Haïti – Économie: Déclaration de politique générale rejetée, les conséquences économiques sont à venir
Comme toute la presse en parle, la déclaration de politique générale du premier ministre nommé a été sanctionnée ce Dimanche dernier à la chambre des députés avec 38 députés pour, 36 contre et une abstention. Donc, la politique générale du premier ministre nommé, Fritz Alfonse Jean, n’a pas eu la bénédiction du parlement et a été rejetée.
Si certains se réjouissent de ce vote de non confiance, d’autres, notamment des économistes et des acteurs avisés du pays, sont conscients que ce vote défavorable aura des conséquences socioéconomiques graves sur le pays, car la pérennisation de l’instabilité politique et institutionnelle, ou encore l’aggravation de cette crise politique avec l’absence d’un chef de gouvernement, ne manquera pas d’avoir des coûts économiques énormes que l’on pourra difficilement quantifier et rattraper à l’avenir. Il est de toute évidence que doter le pays d’un gouvernement provisoire maintenant ne veut pas dire que la crise politique est résolue et que tout va être rose pour l’économie. Cependant, les conséquences de ne pas avoir ce gouvernement sont beaucoup plus importantes.
Il faut rappeler que nous sommes à quelques jours de la fin du deuxième trimestre de l’exercice fiscal en cours. Un deuxième trimestre perdu en raison des soubresauts politiques depuis Janvier dernier, notamment avec l’annulation du deuxième tour des élections qui a ainsi accouché un président provisoire qui lui-même, après plus d’un mois, n’arrive pas à doter le pays d’un gouvernement pour poursuivre avec le processus électoral et mettre un peu de stabilité dans les institutions publiques.

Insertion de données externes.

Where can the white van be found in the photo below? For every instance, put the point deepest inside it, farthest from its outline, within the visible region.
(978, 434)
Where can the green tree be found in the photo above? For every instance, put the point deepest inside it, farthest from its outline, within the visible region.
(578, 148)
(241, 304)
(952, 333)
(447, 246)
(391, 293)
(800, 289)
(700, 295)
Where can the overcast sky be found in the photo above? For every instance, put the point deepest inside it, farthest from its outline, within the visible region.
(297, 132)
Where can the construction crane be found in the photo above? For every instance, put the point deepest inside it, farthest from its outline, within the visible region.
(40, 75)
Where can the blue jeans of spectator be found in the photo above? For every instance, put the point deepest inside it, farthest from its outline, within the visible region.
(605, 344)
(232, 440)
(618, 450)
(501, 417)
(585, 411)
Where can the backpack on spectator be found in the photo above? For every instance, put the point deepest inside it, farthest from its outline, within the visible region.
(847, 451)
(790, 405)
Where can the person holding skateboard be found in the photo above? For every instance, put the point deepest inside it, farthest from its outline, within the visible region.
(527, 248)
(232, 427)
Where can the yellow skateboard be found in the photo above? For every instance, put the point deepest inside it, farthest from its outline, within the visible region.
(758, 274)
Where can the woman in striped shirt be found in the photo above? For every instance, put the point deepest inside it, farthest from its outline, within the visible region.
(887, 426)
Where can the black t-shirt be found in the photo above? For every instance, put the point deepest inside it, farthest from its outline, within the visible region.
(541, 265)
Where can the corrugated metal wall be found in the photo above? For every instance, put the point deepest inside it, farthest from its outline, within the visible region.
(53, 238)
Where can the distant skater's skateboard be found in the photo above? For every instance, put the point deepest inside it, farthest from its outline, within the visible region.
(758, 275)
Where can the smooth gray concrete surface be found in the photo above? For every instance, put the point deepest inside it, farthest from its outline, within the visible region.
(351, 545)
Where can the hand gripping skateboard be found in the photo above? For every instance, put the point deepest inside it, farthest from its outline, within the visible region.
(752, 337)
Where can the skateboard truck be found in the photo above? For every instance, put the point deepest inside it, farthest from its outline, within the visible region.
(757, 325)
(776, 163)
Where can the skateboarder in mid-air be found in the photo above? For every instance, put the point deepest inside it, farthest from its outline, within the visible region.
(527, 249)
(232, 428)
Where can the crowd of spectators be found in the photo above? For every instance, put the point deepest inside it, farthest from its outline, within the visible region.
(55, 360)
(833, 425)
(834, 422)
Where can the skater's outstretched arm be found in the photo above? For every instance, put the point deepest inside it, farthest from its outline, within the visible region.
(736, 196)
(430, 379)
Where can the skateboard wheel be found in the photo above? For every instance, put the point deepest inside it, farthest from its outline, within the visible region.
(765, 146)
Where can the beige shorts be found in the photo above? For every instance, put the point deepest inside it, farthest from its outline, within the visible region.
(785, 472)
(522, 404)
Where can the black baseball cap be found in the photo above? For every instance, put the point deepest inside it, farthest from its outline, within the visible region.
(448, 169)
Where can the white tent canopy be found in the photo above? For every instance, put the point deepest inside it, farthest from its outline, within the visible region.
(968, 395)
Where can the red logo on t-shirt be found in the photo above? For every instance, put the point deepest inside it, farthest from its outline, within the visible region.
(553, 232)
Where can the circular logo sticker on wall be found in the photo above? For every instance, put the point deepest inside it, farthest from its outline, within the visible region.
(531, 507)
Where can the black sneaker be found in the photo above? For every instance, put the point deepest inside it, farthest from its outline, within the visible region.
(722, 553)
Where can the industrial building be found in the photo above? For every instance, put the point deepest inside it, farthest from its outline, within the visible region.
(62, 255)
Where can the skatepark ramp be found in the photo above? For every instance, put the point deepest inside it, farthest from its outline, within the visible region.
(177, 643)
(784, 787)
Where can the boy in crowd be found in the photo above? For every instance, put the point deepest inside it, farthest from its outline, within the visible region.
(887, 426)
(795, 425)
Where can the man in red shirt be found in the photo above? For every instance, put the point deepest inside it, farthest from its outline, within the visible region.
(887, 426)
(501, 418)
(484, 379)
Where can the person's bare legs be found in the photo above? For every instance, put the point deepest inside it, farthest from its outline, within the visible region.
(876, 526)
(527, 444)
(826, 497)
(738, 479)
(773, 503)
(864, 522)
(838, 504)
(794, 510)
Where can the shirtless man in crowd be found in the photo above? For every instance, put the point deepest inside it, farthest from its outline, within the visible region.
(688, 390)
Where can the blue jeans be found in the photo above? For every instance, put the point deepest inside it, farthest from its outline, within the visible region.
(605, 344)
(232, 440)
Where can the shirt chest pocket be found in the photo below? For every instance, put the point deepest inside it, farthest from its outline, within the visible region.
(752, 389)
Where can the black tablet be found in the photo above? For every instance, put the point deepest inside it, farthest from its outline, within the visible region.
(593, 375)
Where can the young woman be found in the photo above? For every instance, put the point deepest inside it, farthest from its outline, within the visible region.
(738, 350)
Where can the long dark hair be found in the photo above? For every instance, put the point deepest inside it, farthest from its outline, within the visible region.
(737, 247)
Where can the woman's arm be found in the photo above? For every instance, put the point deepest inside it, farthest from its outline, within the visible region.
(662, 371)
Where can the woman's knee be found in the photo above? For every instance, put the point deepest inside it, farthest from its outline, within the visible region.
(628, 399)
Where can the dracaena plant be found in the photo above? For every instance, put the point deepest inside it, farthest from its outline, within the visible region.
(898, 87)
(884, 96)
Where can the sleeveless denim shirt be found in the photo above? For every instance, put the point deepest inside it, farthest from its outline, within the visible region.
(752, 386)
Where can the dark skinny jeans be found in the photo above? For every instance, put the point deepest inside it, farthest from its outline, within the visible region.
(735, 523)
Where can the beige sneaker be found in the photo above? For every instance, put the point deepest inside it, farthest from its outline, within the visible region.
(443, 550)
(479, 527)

Si pour l’exercice précédent le taux de croissance de l’économie, sur une base trimestriel, a été en moyenne de 0.42%, pour ce deuxième trimestre (janvier- mars 2016) de l’exercice en encours, l’absence d’un gouvernement, combinée aux effets du marché, devrait engendrer un taux de croissance presque négatif, aussi bien qu’une dépréciation continue de la gourde par rapport au dollar américain et un taux d’inflation supérieur à 14% pour le mois de Mars 2016. Il faut mentionner que ce taux d’inflation a déjà atteint le niveau de 14.4% pour le mois de Février 2016, selon les derniers chiffres rendus publics ce weekend dernier par l’IHSI.
D’un autre coté, les conséquences de l’augmentation du taux de change depuis quelques mois se font sentir, entre autres, dans les chiffres d’affaires de plusieurs grandes et moyennes entreprises en Haïti, et ce qui est inquiétant c’est que la Banque de la République d’Haïti (BRH) n’a presque plus de marge de manœuvre pour intervenir sur le marché des changes avec des réserves nettes de change déjà en nette baisse et que le pays n’a pas la capacité de générer des devises face à cette conjoncture politique et économique des plus incertaine.
En fait, depuis plusieurs années nous assistons à une récession continue des activités économiques en Haïti, et cette récession devrait continue pour l’année 2016, selon toutes prévisions, en raison de cette conjoncture politique qui ne laisse pas présager une période de stabilité pour les deux trimestres restant de l’exercice fiscal.
Donc, depuis plus d’un mois, Haïti n’a pas de chef de gouvernement, il n’y a pas de politique gouvernementale pour aborder ou répondre à un ensemble de problèmes (politiques, institutionnels et économiques) auxquels le pays fait face. La situation socioéconomique du pays se détériore et continuera à se détériorer, des millions d’haïtiens sont aux abois, l’administration publique est censée maintenant livrer à elle-même et nous ne devons pas nous étonner si dans les jours à venir nous constatons que les services publics s’avèrent des plus exécrables, que des employés du secteur public n’arrivent pas à trouver leurs salaires convenablement et que les recettes fiscales pour le deuxième trimestre de l’exercice sont en nette baisse par rapport au trimestre précédent.
Il faut donc finir avec les tractations et les matraquages politiques pour doter le pays d’un gouvernement le plus vite que possible pour éviter le pire dans les mois à venir.